Shell from Timer.Elapsed in Windows Service?

  • Thread starter Rob R. Ainscough
  • Start date
R

Rob R. Ainscough

I have a Windows Service with a timer that use the .NET 2.0 Shell command.
The Shell command returns a non-zero number but Task Manager shows the
shelled exe running but there is NO visible interface (there should be
one) -- I pass AppWinStyle.NormalFocus.

If I execute the exact same in a Windows form test app, the Shell works
flawlessly.

I've tried Diagnostics.Process approach rather than Shell but have the same
results -- my app appears to run but with no visible interface??

If I run my shelled app stand alone it works fine.

Is there some kinda bizarre problem with Shell or Diagnostics.Process where
it can't be executed in timer.elapsed event due to some threading conflicts
or something? Shell is asynchronous (not wait or timeout value set) so I
don't think this would be any issue at all.

I've done the usual diagnostics and put in trace code that is logged to my
event log and following execution of both my service code and shelled app --
all indicates functioning correctly, just no visible interface (form will
not show).
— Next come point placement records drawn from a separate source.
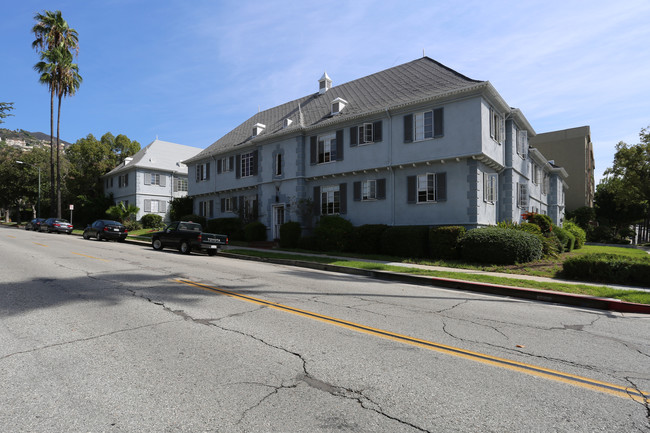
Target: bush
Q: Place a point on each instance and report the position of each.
(193, 218)
(405, 241)
(500, 246)
(367, 238)
(227, 226)
(608, 268)
(151, 221)
(254, 232)
(290, 234)
(579, 234)
(443, 241)
(333, 233)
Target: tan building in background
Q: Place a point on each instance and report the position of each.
(571, 149)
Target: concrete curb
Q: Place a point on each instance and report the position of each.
(470, 286)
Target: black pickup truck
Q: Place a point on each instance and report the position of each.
(187, 236)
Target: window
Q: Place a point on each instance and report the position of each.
(427, 188)
(278, 164)
(366, 133)
(497, 126)
(423, 125)
(522, 143)
(330, 200)
(522, 195)
(203, 172)
(180, 184)
(490, 187)
(155, 206)
(326, 148)
(247, 164)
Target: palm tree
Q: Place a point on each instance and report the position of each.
(52, 34)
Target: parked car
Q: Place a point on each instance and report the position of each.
(34, 224)
(187, 236)
(106, 229)
(57, 225)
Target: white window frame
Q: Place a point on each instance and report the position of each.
(426, 188)
(369, 190)
(324, 148)
(330, 200)
(490, 182)
(247, 164)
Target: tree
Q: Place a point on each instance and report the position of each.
(632, 168)
(5, 107)
(56, 40)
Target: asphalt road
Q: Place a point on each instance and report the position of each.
(111, 337)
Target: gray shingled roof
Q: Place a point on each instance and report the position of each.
(409, 83)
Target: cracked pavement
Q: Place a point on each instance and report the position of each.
(118, 345)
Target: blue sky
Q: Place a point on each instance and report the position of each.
(190, 71)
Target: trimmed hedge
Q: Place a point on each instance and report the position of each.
(444, 241)
(255, 231)
(290, 234)
(500, 246)
(227, 226)
(405, 241)
(367, 238)
(608, 268)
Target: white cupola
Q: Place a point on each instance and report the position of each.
(324, 84)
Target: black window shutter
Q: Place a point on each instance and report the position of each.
(441, 186)
(316, 200)
(339, 145)
(354, 132)
(343, 204)
(313, 150)
(438, 130)
(356, 191)
(377, 131)
(381, 189)
(411, 186)
(408, 128)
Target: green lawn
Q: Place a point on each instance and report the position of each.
(637, 296)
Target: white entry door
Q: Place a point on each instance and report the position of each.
(278, 220)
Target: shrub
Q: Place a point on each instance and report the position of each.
(405, 241)
(333, 233)
(194, 218)
(254, 232)
(443, 241)
(290, 234)
(608, 268)
(151, 221)
(579, 234)
(367, 238)
(500, 246)
(227, 226)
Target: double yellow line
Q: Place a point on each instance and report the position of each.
(584, 382)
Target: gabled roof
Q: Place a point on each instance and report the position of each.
(158, 155)
(413, 82)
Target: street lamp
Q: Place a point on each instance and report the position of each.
(38, 215)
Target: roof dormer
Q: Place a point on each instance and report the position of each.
(324, 84)
(338, 105)
(258, 128)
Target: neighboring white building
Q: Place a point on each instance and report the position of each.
(416, 144)
(151, 178)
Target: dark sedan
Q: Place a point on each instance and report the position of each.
(34, 224)
(57, 225)
(106, 229)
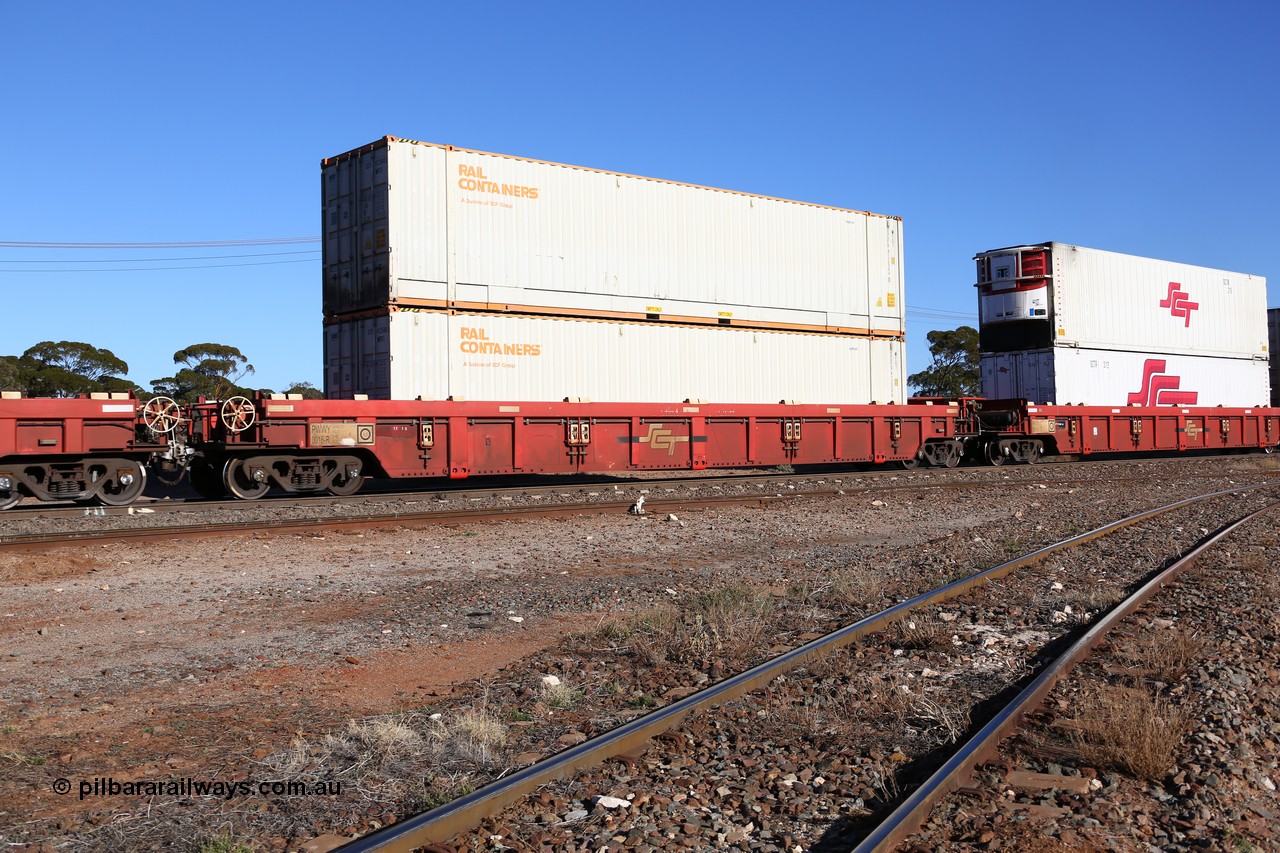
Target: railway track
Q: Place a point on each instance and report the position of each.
(565, 486)
(440, 825)
(151, 520)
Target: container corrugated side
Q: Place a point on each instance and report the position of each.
(1274, 351)
(1069, 375)
(1111, 301)
(437, 355)
(410, 223)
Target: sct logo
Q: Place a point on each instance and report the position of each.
(662, 438)
(1160, 388)
(1178, 304)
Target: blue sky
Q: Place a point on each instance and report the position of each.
(1148, 128)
Like I said for Shell I've got AppWinStyle.NormalFocus and for
the Diagnostics.Process approach I set StartInfo.WindowStyle =
ProcesssWindowStyle.Normal.

I'm at a complete stand still -- Any suggestions?

Rob.
 
G

Greg Young

It's because it is running as a service. Services are not being run on your
active desktop :)

There are some hacks you can implement to allow this to happen (such as
connecting to the existing desktop or *argh* enabling desktop interaction)
but I highly recommend not doing these things. If a service needs a GUI or
to spawn a GUI, that part of the service should probably not be a service.
As an example what happens when the service wants to spawn this GUI but
there is no logged in user?

Cheers,

Greg Young
MVP - C#
http://codebetter.com/blogs/gregyoung
 
G

Guest

That is probably because the shelled application runs under the same user
account as the service, and not the user account of the logged on user.
Maybe you can try to run the service with the same user account with which
you are logged on and see if that helps?

Joris
 
B

Brendan Green

Even if the service runs as the logged in user, it won't display the app on
the desktop.

If you're wanting to launch an application that the user of the computer is
going to interact with, a Windows Service is not the way to go.